31. A method of treating an inflammatory condition, comprising: administering a pharmaceutical preparation comprising a cell-free culture supernatant of peripheral blood mononuclear cells (PBMCs) to a patient in need of treatment for an inflammatory condition selected from the group consisting of myocardial ischemia, myocardial infarct, and congestive heart failure,the PBMCs comprising non-activated, non-proliferating T cells, B cells, NK cells, and monocytes cultivated under a stress inducing condition in a physiological solution free of PBMC-proliferating and PBMC-activating substances for at least 1 h.

32. The method of claim 31, wherein the cell-free culture supernatant comprises at least 2000 pg/mL of matrix metallopeptidase 9 (MMP-9), no detectable amount of TNF-α, and no detectable amount of INF-γ.

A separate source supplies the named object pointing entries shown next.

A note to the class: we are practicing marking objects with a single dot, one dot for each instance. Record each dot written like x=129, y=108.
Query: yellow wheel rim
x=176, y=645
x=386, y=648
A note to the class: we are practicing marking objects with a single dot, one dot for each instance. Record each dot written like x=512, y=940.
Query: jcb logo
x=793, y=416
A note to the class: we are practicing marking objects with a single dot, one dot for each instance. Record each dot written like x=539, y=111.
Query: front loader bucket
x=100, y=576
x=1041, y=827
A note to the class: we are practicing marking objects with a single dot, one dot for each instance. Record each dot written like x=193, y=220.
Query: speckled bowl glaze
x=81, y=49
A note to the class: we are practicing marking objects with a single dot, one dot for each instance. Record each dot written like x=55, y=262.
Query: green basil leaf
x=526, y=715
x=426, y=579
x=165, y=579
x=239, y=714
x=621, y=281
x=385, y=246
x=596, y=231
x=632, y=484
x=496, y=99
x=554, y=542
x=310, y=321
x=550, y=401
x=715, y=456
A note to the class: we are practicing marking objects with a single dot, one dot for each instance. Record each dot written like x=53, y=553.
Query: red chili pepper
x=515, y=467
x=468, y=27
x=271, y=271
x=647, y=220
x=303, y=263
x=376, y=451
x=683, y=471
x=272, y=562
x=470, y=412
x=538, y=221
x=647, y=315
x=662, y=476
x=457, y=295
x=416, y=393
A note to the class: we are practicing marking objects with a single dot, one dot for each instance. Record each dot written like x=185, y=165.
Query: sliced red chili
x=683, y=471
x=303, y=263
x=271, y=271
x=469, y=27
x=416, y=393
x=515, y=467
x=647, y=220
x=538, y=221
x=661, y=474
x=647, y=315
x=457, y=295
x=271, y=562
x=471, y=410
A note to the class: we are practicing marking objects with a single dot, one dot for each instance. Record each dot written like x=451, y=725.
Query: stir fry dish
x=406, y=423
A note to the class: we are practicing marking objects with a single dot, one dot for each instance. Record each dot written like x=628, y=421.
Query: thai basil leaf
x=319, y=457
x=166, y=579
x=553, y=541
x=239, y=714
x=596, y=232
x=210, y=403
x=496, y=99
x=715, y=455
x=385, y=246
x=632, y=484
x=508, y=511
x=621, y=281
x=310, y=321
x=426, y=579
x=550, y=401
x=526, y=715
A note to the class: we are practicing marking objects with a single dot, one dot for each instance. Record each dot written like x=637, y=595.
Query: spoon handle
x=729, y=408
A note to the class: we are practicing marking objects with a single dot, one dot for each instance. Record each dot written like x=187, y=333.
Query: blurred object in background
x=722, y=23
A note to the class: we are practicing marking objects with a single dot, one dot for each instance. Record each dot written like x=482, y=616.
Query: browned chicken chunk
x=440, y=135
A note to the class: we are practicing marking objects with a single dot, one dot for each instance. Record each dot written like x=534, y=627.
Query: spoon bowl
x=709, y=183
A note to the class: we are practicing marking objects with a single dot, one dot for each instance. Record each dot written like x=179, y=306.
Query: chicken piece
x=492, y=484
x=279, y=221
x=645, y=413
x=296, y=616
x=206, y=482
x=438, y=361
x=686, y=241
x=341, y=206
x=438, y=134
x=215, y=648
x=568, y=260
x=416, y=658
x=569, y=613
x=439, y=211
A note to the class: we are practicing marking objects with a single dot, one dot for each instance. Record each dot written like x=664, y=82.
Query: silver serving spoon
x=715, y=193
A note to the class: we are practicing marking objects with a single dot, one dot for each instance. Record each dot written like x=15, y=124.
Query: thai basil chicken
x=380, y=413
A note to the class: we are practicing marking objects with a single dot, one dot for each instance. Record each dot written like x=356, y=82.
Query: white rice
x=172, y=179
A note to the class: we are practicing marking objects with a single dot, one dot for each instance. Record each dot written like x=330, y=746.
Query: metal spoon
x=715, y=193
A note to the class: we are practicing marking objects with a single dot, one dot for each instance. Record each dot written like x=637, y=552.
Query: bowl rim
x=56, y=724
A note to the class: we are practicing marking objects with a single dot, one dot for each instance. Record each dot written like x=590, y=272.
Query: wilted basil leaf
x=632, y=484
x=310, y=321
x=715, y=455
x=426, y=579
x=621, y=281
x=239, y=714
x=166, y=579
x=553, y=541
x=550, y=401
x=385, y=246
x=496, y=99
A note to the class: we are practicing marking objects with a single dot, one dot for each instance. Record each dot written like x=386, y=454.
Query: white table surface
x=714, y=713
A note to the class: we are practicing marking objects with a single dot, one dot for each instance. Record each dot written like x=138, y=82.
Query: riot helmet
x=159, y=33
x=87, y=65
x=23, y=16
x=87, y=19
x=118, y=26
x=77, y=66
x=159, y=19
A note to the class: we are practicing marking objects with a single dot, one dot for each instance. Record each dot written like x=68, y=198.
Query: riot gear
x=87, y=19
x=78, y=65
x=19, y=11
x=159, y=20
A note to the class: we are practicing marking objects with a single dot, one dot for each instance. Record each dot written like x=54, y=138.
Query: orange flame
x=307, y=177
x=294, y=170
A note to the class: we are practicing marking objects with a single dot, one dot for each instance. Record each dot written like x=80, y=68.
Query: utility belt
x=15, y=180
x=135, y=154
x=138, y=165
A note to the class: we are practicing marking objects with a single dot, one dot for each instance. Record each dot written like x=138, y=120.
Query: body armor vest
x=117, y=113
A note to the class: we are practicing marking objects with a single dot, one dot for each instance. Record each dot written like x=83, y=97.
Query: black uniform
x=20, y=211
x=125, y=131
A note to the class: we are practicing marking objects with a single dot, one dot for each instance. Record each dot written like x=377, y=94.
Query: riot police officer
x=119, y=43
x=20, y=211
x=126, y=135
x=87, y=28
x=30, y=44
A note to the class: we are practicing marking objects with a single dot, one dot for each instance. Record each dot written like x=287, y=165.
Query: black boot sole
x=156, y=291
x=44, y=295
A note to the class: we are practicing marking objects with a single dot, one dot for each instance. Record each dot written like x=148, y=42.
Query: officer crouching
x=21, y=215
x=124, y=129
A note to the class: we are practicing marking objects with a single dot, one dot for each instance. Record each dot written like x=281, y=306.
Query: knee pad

33. The method of claim 31, wherein the stress inducing condition comprises a dose of at least 10 Gy radiation.

34. The method of claim 31, wherein the pharmaceutical preparation is administered by intra-organ administration or intravenous administration.

35. A method of treating an inflammatory condition, comprising: administering a pharmaceutical preparation comprising a cell-free culture supernatant of peripheral blood mononuclear cells (PBMCs) to a patient in need of treatment for an inflammatory condition selected from the group consisting of myocardial ischemia, myocardial infarct, and congestive heart failure,the cell-free culture supernatant comprising at least 2000 pg/mL of matrix metallopeptidase 9 (MMP-9) and no detectable amount of TNF-α,the PBMCs comprising non-activated, non-proliferating T cells, B cells, NK cells, and monocytes cultivated under a stress inducing condition comprising a dose of at least 10 Gy radiation in a physiological solution free of PBMC-proliferating and PBMC-activating substances for at least 1 h.

36. The method of claim 35, wherein the pharmaceutical preparation is administered by intra-organ administration or intravenous administration.